One of those areas was about the Celts and the Iron Age. It’s been fabulous to learn about this part of history and understand how this fits into the Romans and the later stages of history.
Over the weekend, one of our friends (who runs our history group) had discovered that, quite literally, ten minutes up the road(!) there is an iron age hill fort site, complete with a replica roundhouse. I couldn’t believe it, and as we had a free morning today I decided we would head there to have a look around.
The Hill Fort
As you’d expect, the hill fort is situated on a hill. Today was a rather windy day and we talked about why this site would have been used as a settlement. We had some fabulous views across to Manchester from up on the hill fort and we talked about how, when this was first established, there wouldn’t have been the buildings that we can see today, but instead they’d have been able to spot any changes in weather patterns, any other settlements and any advancing tribes. There would have been good sight of the cattle and probably a lot more trees and fields than are there now.
When we got out of the car, we talked about how windy it was up there and how that might have felt in the Iron Age. We headed over to the various signs to have a look at what they said and then we headed to the re-created roundhouse.
The roundhouse itself is, obviously, not an original but was recreated in (I think) 2018. The roundhouse is around a third of the size of what it would have been, but it does a fabulous job of giving you a feel for what it would have felt like.
We headed across the small field to the roundhouse and we talked about what we thought it would feel like inside. I must add at this point that we were frozen – it was super windy and bitterly cold with it. The children said they thought it would be cold and that they hoped there was a fire set up for them to get warm!
I think we were all surprised at how calm it felt inside and how soon we started to warm up. They’re incredibly effective buildings and the children were surprised how spacious it felt inside, compared to how small it looked from the outside.

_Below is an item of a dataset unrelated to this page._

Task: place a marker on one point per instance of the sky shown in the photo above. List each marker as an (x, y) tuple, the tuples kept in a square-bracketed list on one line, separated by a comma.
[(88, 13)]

We looked at the construction of the roundhouse and the children could see the wattle and daub construction (and did have a sniff to see if it was authentically made of animals waste!).
We talked about how the space might have been split for cooking and sleeping and how it might have felt living there compared to how we live today.
Finding the Mellor Roundhouse
If you want to take a visit to the Mellor Roundhouse and Hill Fort it’s really easy to find. Wrap up warm and wear boots as the site was muddy when we went, but it’s worth a stop if you’re in the area.
Head to the Parish Church of Mellor – St Thomas’ which is on Church Road, Mellor, Stockport SK6 5LX. The church itself is a English Heritage listed building and, had we not been quite so cold, would have stopped in to have a look inside.
There is a good size car park where you can park and you will see a sign for the Mellor Archaeological Trust. This gives a bit of information about the site and the work that has been undertaken there. There is a large gate a small still here (to the right of the church and the entrance to the vicarage). If you go over this you’ll be in a small field and you’ll spot the roundhouse at the far end.
There’s an information sign that provides some information about the site too which is worth a read, and various sign around the site.
In between the entrance to the church and vicarage there is a small bridge that takes you into a small archaeological site which is worth a stop and a look around. I intend to visit again in the summer so we can enjoy it a bit more – today was just a bit too cold and the children just a little too small to fully appreciate the information.